Ich war wieder auf Dr. Hook gestoßen, als mir der Zweitausendeins-Gründer Lutz Kroth erzählte, dass es eines seiner Ziele in den 70ern gewesen sei, in den Rolling Stone (RS) zu kommen. Ich, automatisch: „Cover of the Rolling Stone“? Und er: „Dr. Hook. Genau.“ Dr. Hook kamen dann kurz nach Veröffentlichung des Songs 1973 tatsächlich aufs Cover. Was mal wieder bestätigt: Man darf nicht warten, bis jemand merkt, was man will und wie genial man ist. Man muss es den Leuten sagen. Laut. Was Kroth betrifft, so machte er dann einfach einen Versand in den USA auf und schaltete im Stone Anzeigen. Diese 68er! Die gingen noch ab. Von uns war doch sicher weder einer auf dem RS-Cover, noch hat einer jemals Anzeigen geschaltet.

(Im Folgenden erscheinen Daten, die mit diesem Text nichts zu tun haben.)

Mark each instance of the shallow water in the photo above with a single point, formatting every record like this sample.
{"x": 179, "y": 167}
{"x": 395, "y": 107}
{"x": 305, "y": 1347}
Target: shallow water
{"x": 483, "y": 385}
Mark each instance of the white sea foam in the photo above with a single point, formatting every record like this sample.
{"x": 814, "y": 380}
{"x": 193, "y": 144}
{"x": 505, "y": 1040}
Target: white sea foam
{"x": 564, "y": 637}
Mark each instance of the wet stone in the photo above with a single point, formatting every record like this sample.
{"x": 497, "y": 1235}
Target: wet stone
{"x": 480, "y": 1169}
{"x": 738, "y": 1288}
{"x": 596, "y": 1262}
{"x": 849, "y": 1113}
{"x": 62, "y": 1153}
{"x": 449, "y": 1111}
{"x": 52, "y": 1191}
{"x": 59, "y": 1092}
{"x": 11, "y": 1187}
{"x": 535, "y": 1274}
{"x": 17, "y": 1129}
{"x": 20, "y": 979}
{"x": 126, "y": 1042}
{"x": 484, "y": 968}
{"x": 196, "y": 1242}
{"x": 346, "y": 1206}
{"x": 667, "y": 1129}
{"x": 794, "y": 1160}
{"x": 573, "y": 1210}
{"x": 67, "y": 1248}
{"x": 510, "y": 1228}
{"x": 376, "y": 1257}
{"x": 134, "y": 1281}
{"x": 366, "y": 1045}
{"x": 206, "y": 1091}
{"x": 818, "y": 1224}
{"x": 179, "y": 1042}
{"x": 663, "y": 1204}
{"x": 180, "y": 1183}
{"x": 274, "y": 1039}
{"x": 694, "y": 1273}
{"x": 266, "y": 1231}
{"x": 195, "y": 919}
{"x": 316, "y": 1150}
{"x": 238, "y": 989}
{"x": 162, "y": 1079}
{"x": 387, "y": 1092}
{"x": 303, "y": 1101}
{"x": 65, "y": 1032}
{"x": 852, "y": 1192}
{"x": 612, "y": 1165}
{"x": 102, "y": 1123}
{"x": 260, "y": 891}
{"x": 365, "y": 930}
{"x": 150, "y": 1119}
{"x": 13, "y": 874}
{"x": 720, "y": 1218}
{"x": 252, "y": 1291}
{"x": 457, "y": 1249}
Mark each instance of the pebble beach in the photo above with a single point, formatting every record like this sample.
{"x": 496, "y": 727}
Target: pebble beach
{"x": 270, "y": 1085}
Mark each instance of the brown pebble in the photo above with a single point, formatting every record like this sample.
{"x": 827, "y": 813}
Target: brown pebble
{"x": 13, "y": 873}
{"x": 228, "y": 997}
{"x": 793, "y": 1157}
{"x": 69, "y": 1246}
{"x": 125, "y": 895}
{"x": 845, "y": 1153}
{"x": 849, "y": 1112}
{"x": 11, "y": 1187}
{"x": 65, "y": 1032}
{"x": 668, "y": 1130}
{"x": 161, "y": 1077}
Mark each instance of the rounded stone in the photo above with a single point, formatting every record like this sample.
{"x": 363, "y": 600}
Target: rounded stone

Wenn ich so über Dr. Hook nachdenke, fällt mir der Diskoschleicher „Sharing The Night Together“ (1979) ein. Da trifft der Sänger auf ein Mädchen und sagt, dass sie einsam aussehe und falls das so sei, ob sie nicht mit ihm tanzen, ihn halten und schlussendlich die Nacht mit ihm verbringen wolle. Ob es einen Ort gebe, wo man hingehen könne und die Lichter dimmen? Dieses Kommunikationsmodell hat mich damals sehr interessiert. Ich konnte es nur nie umsetzen. Als ich dann doch den ersten großen Kracher abbekam, lernte ich die tiefe Wahrheit von Dr. Hooks „When You’re In Love With A Beautiful Woman“ (1979) kennen. „Everbody wants to take your baby home“ hieß es da, und: „Watch your friends“. Es war die Wahrheit. Ich sah es in den gierigen Augen meiner Freunde. Oder sollte ich sagen: meiner sogenannten Freunde. War eine aufreibende Zeit. Wo ich herkomme, gilt nämlich die Regel: Was Besseres kommt selten nach. Womöglich hätte ich es also dabei bewenden lassen.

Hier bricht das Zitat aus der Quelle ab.